Loring setzte sich auf die Schreibtischkante. »Ich will damit beginnen, daß ich Sie beide frage, ob Sie je das Wort Nimrod gehört haben?«

»Nimrod ist ein hebräischer Name«, antwortete Matlock. »Altes Testament. Ein Nachkomme von Noah, Herrscher von Babylon und Ninive. Legendäre Geschicklichkeit als Jäger, was meist die wichtigere Tatsache verdeckt, daß er die großen Städte in Assyrien und Mesopotamien gegründet oder gebaut hat.«

Loring lächelte. »Noch einmal sehr gut, Professor. Ein Jäger und ein Erbauer. Aber ich meine das mehr gegenwartsbezogen.«

»Dann muß ich die Frage verneinen. Sie, Sam?«

Kressel ging zu seinem Platz zurück. Er hielt sein Glas in der Hand. »Ich wußte nicht einmal das, was Sie gerade gesagt hatten. Ich dachte, das sei vielleicht eine Automarke oder so etwas.«

»Dann will ich Ihnen ein paar Einzelheiten nennen ... Ich will Sie nicht mit Rauschgiftstatistiken langweilen; ich bin sicher, daß Sie tagtäglich damit bombardiert werden.«

»Tagtäglich«, nickte Kressel.

»Aber es gibt da vielleicht eine geographische Statistik, die Ihnen unbekannt ist. Die Konzentration des Rauschgifthandels in den Neuengland-Staaten wächst wesentlich schneller als in irgendeinem anderen Teil des Landes. Das ist wirklich verblüffend. Seit 1968 sind die Aktivitäten der Behörden laufend zurückgegangen ... Lassen Sie mich versuchen, eine geographische Beziehung herzustellen. In Kalifornien, Illinois, Louisiana hat sich die behördliche Kontrolle so weit verbessert, daß wenigstens das Wachstum beeinträchtigt wird. Mehr können wir nicht gut erhoffen, solange die internationalen Verträge so schwach sind. Aber nicht in Neuengland. Hier hat die Ausweitung ungeahnte Maße angenommen. Und in erster Linie sind die Universitäten betroffen.«

»Woher wissen Sie das? fragte Matlock.

»Da gibt es Dutzende von Möglichkeiten, aber immer zu spät, um die Verteilung zu verhindern. Informanten, markierte Lieferungen von Ursprungsorten im Mittelmeerbereich, in Asien und Lateinamerika, Einzahlungen auf Schweizer Konten – aber hier handelt es sich wirklich um Geheimmaterial.« Loring sah Kressel an und lächelte.

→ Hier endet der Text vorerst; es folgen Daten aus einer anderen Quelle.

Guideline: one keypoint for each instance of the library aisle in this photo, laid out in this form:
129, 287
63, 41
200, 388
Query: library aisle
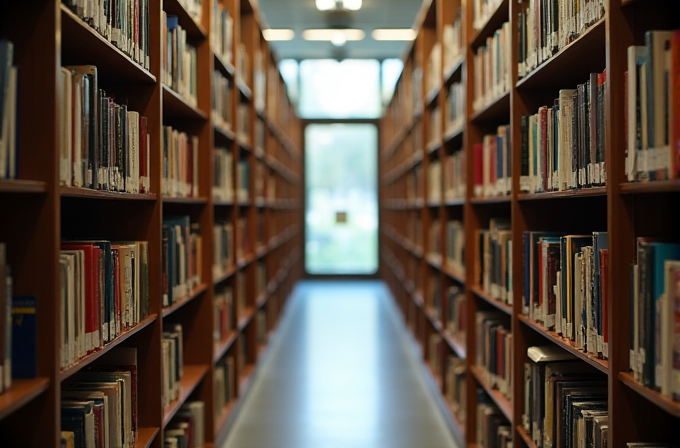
341, 373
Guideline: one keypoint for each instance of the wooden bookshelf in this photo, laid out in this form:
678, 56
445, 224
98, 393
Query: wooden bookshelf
38, 211
625, 210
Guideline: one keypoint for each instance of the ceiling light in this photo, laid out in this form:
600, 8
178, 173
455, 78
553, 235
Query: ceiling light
394, 34
331, 35
279, 34
328, 5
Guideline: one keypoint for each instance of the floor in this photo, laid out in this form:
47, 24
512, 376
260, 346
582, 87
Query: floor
340, 374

»Jetzt weiß ich, daß Sie verrückt sind«, meinte Kressel unfreundlich. »Mir scheint, wenn Sie diese Behauptungen beweisen können, dann könnten Sie das auch in der Öffentlichkeit tun.«

»Wir haben unsere Gründe.«

»Ebenso geheim, nehme ich an«, meinte Kressel leicht angewidert.

»Es gibt da noch eine Nebenerscheinung«, fuhr Loring fort, ohne ihn zu beachten. »Die östlichen Prestige-Universitäten  – große und kleine, Princeton, Amherst, Harvard, Vassar, Williams, Carlyle – bei einem großen Teil ihrer Studenten handelt es sich um die Kinder von VIPs. Söhne und Töchter von very important people, speziell in der Regierung und in Kreisen der Industrie. Das liefert Möglichkeiten zu Erpressung, und wir vermuten, daß dieses Potential bereits genutzt worden ist. Solche Leute sind gegenüber Drogenskandalen höchst empfindlich.«

Kressel unterbrach ihn: »Wenn wir einmal davon ausgehen, daß das, was Sie sagen, stimmt – und dazu bin ich nicht bereit –, dann kann ich nur sagen, daß wir hier weniger Ärger hatten als die meisten anderen Universitäten im nordöstlichen Bereich.«

»Das ist uns bekannt. Wir glauben sogar, die Gründe zu kennen.«

»Das ist aber sehr esoterisch, Mr. Loring. Sagen Sie, was Sie sagen wollen.« Matlock mochte die Spiele nicht, die manche Leute spielten.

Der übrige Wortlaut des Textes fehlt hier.